Ратибор встал, бросив на стол серебряную ногату.
– Где Царьград, а где мы… – пробормотал он, скорее для себя.
– У зла нет верст, сынок, – сказал Лука ему в спину. – Береги шею. Чешую мечом не взять.
Ратибор вышел на улицу. Холодный ветер ударил в лицо, но теперь он не бодрил. Дружиннику казалось, что в порывах ветра он снова слышит тот приторно-сладкий запах смерти. Сказка про южных дев казалась бредом, но лоскут с золотой пылью в кармане жег бедро.
– Где жарко… – повторил он слова старика. В Полоцке жарко было только в банях да у кузнецов.
«Глупости», – оборвал он себя. Но рука легла на рукоять меча, и пальцы побелели от напряжения. Он знал, что старик не врал про свой страх. А страх старого моряка стоил дороже любой правды.
Глава 7: Мертвый свидетель
Вечер опустился на Полоцк тяжелой, влажной шапкой. Городские улицы опустели раньше обычного – страх загнал людей в дома, заставил запереть засовы. Но были места, где жизнь кипела даже перед лицом смерти, потому что голод и нужда страшнее любых упырей.
Ратибор месил сапогами грязь в Нижнем посаде, у реки. Здесь, среди складов, дешевых корчем и бань, обитали те, чья любовь продавалась за медную монету. Если Ждан и стражник Гойко искали утех перед смертью, они искали их здесь.
Уже третий час дружинник ходил от двора к двору.
– Видела кого с Жданом?
– А со стражником? Баба была? Рыжая? Черная?
В ответ – только испуганные глаза и мотание головой. Прачки, служанки, портовые девки – все молчали. Одни боялись, что их обвинят в колдовстве, другие просто не хотели связываться с княжеским человеком.
– Да не было никого! – кричала кривая банщица. – Один он шёл, Ждан твой! Пьяный был, шатался, сам с собой говорил да в камыши полез!
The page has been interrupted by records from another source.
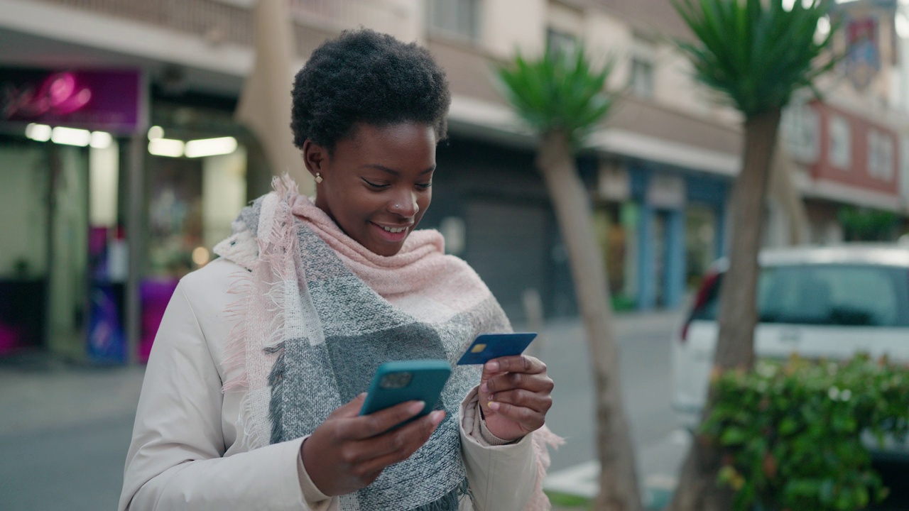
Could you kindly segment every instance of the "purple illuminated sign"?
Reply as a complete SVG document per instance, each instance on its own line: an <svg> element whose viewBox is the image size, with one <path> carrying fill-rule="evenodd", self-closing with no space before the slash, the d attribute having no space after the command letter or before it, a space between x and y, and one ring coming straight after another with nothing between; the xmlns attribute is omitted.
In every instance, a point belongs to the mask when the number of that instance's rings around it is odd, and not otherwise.
<svg viewBox="0 0 909 511"><path fill-rule="evenodd" d="M142 86L138 71L0 67L0 125L134 133L144 117Z"/></svg>

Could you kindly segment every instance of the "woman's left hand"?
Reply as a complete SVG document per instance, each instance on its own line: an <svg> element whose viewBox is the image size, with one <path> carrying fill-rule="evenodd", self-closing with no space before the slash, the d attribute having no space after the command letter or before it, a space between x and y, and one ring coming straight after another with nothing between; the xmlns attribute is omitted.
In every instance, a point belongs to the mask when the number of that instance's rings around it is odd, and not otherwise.
<svg viewBox="0 0 909 511"><path fill-rule="evenodd" d="M543 426L553 406L546 365L525 355L494 358L483 366L480 406L486 428L514 441Z"/></svg>

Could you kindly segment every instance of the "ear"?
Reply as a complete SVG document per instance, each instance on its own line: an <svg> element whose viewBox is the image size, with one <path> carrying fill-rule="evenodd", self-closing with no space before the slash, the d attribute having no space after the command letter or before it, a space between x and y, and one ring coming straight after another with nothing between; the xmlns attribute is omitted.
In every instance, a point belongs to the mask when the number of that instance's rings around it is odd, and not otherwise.
<svg viewBox="0 0 909 511"><path fill-rule="evenodd" d="M328 151L325 147L308 138L303 143L303 163L310 174L315 176L317 172L325 172L327 162Z"/></svg>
Ратибор стискивал зубы. Этого не могло быть. Мужчина не спускает штаны перед пустым местом, чтобы умереть с улыбкой на губах.
Он уже собирался повернуть к детинцу, злой и уставший, когда у забора, за грудой гнилых бочек, заметил скорчившуюся фигурку. Девка, совсем молодая, куталась в драную шаль, дрожа не столько от холода, сколько от чего-то, что было внутри неё.
Ратибор узнал её – Малуша, сирота, что кормилась у причала, помогая чистить рыбу, а по ночам "грела" одиноких плотогонов.
– Малуша, – окликнул он.
Девка вздрогнула так, словно её ударили хлыстом, и вжалась в забор. Глаза у неё были огромные, черные от расширенных зрачков.
– Не бей, господин! Я ничего не брала!
– Не буду бить. Говорить надо.
Ратибор присел на корточки, чтобы быть с ней вровень.
– Гойко-стражника знаешь?
Малуша мелко закивала, кусая губы.
– Видела его вчера? Ночью? Перед тем, как… нашли его?
Девка зажмурилась и обхватила себя руками за плечи.
– Видела. Он у костра грелся. А потом… потом встал. Словно позвал его кто.
– Кто позвал? Баба? Ты видела бабу?
Малуша открыла глаза. В них плескался такой липкий, первобытный ужас, что Ратибор невольно оглянулся через плечо.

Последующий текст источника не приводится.